With the initial panic of HIV/AIDS subsiding in the nineties, due to the “cocktail”, efforts to achieve equality rights would continue in Canada. By this time The Body Politic would cease to be in publication. Lobby groups like that of Equality for Gays and Lesbians Everywhere (EGALE), would step in and take the equality movement to the courts. EGALE took advantage of our adolescent Charter of Rights and Freedoms and began to build GLBT equality rights case by case.
With respect to the courts, Alberta would again be connected to another historical moment. Fired from his Job as a college professor because he was homosexual, Delwin Vriend sought job protection from the Alberta Human Rights Commission. The commission declined such protection. A court case ensued. In Vriend vs Alberta, the Supreme Court of Canada Ruled that Alberta’s Individual’s Rights Protection Act (IRPA) was delinquent in that is did not include sexual orientation. As such, the court ordered that the wording of “sexual orientation” be read into Alberta’s IRPA. History had been made. Following Vriend the GLBT community would achieve many more feats in the courts, most notably being the legalization of gay marriage in Canada.

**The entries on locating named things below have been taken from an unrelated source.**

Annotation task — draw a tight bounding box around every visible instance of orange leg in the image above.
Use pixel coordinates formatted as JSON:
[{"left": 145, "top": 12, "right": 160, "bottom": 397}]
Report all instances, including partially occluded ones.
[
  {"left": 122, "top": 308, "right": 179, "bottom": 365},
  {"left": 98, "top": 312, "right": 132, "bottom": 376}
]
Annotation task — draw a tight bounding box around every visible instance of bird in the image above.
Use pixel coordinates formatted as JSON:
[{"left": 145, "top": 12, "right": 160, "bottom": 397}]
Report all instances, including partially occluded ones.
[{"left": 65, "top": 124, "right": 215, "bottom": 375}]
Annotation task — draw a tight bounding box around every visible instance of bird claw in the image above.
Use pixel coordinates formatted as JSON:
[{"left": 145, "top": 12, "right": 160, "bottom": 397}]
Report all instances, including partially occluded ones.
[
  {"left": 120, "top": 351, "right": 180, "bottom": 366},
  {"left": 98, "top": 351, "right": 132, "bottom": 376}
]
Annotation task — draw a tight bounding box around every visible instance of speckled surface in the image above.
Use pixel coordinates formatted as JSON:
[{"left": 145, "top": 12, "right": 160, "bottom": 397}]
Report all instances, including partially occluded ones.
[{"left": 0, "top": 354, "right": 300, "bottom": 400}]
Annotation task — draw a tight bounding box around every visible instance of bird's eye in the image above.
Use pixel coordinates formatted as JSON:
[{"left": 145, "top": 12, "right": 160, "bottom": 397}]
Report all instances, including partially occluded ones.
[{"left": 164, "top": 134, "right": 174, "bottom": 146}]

The further the GLBT community moves forward together, the more expansive our history becomes. However, there already exists a rich history that is full of stories of people like George Klippert, Sandy St. Peters and Delwin Vriend. This existing history is a resource that should never be underestimated; the more we know about our history the more able we will be to weather the uncertainties of the future. It is like what philosopher George Satayana said, “Those who cannot remember the past are doomed to repeat it.”